Books

Growth 365

Tomas Laurinavicius

ChaptersThe Onboarding Teardown

The Onboarding Teardown

Reverse-engineer their aha moment and nurture flow.

Every SaaS company builds two things nobody outside the building ever stress-tests: the exact run of screens between signup and the first real result, and the string of emails that fires once you go quiet after that. Both are public. You do not need their analytics dashboard. You need a working email address and the patience to let it sit for a few weeks.

What to do: Sign up for the competitor's product with a plus-addressed email, screenshot every screen to first value, mark every paywall the moment you hit it, then let the account go quiet for a week and log the emails that show up.

Why it works: The onboarding path is their live theory of what turns a signup into a customer. The drip sequence is their retention playbook, run against your own inbox for free.

Example: Airtable's July 2026 signup screen asks for nothing but a work email, no card, no plan picker, before it lets you in the door. Whatever gate they run, it is not sitting on this page. That single observation already tells you where they believe the trust has to be earned first.

Walk it through

I ran the public half of this against airtable.com in July 2026. Here is what came back. I did not create an account for this chapter. The two screens below are what anyone can capture without signing up. The rest of the play is exactly what you log once you do.

1. Screenshot the pricing page before you touch signup.

Airtable's July 2026 pricing page: Free, Team at $20 per seat billed annually, Business at $45, and a custom Enterprise Scale tier, each with its own monthly AI-credit allowance

This is your baseline. Four tiers, Free through Enterprise Scale, and a detail that is easy to miss without a saved screenshot: every plan, including Free, ships a monthly AI-credit allotment, 500 credits on Free, 15,000 on Team, 20,000 on Business, 25,000 on Enterprise. Airtable is telling you where its next upsell lever lives before you have opened an account.

2. Build the alias, then open the signup screen and read it before you type anything.

hi+airtable@tomaslau.com

Plus-addressing keeps one real inbox alive for weeks, so it is still there when a drip sequence finally sends the pricing push. Temp-mail addresses expire before that email arrives.

Airtable's signup entry screen: a single work-email field, SSO, Google, and Apple buttons, and a marketing-consent checkbox, with no plan selection or payment field in sight

One field, "Work email," three SSO buttons, and a checkbox asking permission to send marketing email before the address is even verified. No plan choice, no card. Whatever paywall Airtable runs, it sits downstream of this screen, not on it.

3. Sign in with the alias and screenshot every step to first value.

Screenshot: each onboarding screen in order, workspace name, use-case picker, template or blank-base choice, ending on a marked shot of the exact screen where you see real data for the first time instead of an empty state.

Log the paywall the moment you hit it, not from memory later: step: feature -> free / paid / usage-capped. What matters is the order. A gate before that first populated grid and a gate after it tell you two different stories about what the product is optimizing for.

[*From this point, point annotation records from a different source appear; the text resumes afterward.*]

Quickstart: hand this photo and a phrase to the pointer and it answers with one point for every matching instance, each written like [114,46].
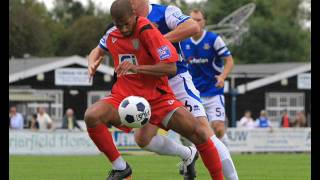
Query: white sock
[225,140]
[119,164]
[165,146]
[229,171]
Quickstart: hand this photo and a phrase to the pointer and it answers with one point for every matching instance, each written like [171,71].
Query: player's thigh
[102,112]
[204,123]
[144,134]
[218,127]
[183,122]
[186,93]
[214,107]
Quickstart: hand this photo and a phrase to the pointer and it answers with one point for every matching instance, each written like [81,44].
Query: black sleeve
[114,78]
[110,25]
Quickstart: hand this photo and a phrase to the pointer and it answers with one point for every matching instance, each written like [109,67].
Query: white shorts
[186,92]
[214,107]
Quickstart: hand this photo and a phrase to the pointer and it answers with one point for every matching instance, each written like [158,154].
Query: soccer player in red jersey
[143,58]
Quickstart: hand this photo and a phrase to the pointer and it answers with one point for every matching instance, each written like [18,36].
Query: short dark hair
[199,11]
[121,8]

4. Stop touching the account. Let it sit a week and log what lands.

Screenshot: the inbox thread for the alias, one row per email, with day-offset from signup, subject line, and the single call to action each one pushes.

Do nothing for seven days and check daily. What comes back is not a reminder schedule. It is the company's own theory of what makes a dormant signup return, written in the order they chose to send it.

The read

  • A gate before the aha screen means revenue first. If the paywall shows up before the user has seen a real result, the company is betting that credit-card friction loses fewer people than it costs them in a longer path to payment.
  • A gate after the aha screen means the product is trusted to sell itself. The company would rather show you the win and risk you leaving as a free user than risk you never seeing the win at all.
  • The entry screen leaks the strategy before you sign up at all. No plan picker and no card at the door means Airtable is betting the free tier converts on its own merits, and the AI-credit ceiling from the pricing page is the lever they pull once you are hooked, not before.

Steal it

Run steps one and two against three competitors in an afternoon. That alone tells you who front-loads monetization language at the door and who front-loads trust, before you spend a single week on any of them. Pick the one whose flow you most want to beat, then finish steps three and four for real, with your own alias, over the next two weeks.

Then turn it on yourself. Capture your own pricing page and your own signup entry screen the same cold way a stranger would see them. Check whether your paywall sits before or after your own aha moment matches the story you actually want to tell, and read your own drip sequence like a competitor would, looking for the email that gives away your whole retention play.

Gotchas

  • Emails land in the promotions tab. Check there daily too, or a sequence that is running looks like one that never fired.
  • Some signup forms detect and block plus-addressing. A few reject the + character outright or fail silently on verification. Keep a real backup address ready before you start.
  • Signing up once with a working email to observe a flow is normal research. Scripting dozens of throwaway accounts to scrape a competitor's whole onboarding cohort or trigger their sales team's outreach at scale is not. That is where reconnaissance turns into abuse.